Could it be about my evidence as to the arrival of the mysterious chaise that he summoned me to this interview? Gentle as were his ways, there was something undefinable about Uncle Silas which inspired fear; and I should have liked few things less than meeting his gaze in the character of a culprit.
There was an uncertainty, too, as to the state in which I might find him, and a positive horror of beholding him again in the condition in which I had last seen him.

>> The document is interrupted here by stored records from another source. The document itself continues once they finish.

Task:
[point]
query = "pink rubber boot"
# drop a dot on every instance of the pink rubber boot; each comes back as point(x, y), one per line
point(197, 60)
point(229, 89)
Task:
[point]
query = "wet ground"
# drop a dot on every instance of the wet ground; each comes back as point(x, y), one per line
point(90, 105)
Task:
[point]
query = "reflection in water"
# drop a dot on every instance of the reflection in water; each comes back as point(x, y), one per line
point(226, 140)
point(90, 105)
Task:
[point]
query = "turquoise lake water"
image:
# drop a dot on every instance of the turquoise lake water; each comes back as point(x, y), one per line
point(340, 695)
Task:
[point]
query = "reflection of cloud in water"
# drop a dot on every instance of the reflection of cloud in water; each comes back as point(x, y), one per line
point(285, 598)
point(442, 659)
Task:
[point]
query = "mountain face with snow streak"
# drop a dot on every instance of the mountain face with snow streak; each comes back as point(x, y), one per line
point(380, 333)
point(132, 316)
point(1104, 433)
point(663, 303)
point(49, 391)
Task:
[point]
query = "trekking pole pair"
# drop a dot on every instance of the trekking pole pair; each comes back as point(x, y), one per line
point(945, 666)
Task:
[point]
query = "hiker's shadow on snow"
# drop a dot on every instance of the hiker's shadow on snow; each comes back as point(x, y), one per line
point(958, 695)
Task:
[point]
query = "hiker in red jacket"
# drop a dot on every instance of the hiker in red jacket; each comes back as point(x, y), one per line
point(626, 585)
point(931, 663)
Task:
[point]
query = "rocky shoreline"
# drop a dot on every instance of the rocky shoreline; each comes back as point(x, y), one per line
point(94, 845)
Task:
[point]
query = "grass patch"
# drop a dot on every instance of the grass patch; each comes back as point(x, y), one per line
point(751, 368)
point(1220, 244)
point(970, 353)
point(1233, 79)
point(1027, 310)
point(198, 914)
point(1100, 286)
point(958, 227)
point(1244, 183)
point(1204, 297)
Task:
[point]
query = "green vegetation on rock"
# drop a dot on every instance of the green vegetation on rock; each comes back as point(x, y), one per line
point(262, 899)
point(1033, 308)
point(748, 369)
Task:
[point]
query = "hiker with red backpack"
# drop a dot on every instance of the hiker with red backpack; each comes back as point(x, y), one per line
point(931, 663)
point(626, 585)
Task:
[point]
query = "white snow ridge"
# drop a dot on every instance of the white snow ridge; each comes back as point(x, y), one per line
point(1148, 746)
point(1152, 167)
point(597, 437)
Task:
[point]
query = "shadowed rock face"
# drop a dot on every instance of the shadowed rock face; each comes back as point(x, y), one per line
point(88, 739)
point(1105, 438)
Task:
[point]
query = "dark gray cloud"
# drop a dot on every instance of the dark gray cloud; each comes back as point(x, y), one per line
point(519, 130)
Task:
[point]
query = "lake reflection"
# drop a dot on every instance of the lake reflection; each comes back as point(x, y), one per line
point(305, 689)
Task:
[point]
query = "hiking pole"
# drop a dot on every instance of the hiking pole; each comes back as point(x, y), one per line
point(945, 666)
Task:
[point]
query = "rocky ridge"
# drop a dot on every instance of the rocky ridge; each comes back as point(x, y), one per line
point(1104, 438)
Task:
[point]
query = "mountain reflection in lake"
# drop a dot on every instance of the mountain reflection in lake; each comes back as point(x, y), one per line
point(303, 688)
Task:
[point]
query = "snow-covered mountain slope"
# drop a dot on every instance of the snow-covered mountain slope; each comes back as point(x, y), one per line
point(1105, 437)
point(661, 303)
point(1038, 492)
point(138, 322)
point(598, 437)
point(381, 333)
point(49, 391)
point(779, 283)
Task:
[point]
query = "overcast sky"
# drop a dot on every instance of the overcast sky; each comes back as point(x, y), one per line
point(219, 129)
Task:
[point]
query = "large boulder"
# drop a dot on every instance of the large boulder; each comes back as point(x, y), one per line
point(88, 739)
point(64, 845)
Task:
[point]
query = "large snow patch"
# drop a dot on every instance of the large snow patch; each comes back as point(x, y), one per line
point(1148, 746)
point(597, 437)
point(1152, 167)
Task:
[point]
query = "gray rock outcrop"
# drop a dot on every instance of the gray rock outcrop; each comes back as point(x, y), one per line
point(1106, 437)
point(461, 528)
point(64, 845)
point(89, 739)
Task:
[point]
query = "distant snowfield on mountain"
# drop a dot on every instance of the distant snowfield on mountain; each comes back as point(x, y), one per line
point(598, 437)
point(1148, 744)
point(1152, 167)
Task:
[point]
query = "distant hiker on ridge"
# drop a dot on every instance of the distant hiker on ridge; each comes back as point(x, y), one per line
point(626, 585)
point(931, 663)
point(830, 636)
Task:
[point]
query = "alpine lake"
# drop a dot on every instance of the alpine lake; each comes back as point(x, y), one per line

I entered the room, then, in some trepidation, but was instantly relieved. Uncle Silas was in the same health apparently, and, as nearly as I could recollect it, in precisely the same rather handsome though negligent garb in which I had first seen him.
Doctor Bryerly—what a marked and vulgar contrast, and yet, somehow, how reassuring!—sat at the table near him, and was tying up papers. His eyes watched me, I thought, with an anxious scrutiny as I approached; and I think it was not until I had saluted him that he recollected suddenly that he had not seen me before at Bartram, and stood up and greeted me in his usual abrupt and somewhat familiar way. It was vulgar and not cordial, and yet it was honest and indefinably kind. Up rose my uncle, that strangely venerable, pale portrait, in his loose Rembrandt black velvet. How gentle, how benignant, how unearthly, and inscrutable!
’I need not say how she is. Those lilies and roses, Doctor Bryerly, speak their own beautiful praises of the air of Bartram. I almost regret that her carriage will be home so soon. I only hope it may not abridge her rambles. It positively does me good to look at her. It is the glow of flowers in winter, and the fragrance of a field which the Lord hath blessed.’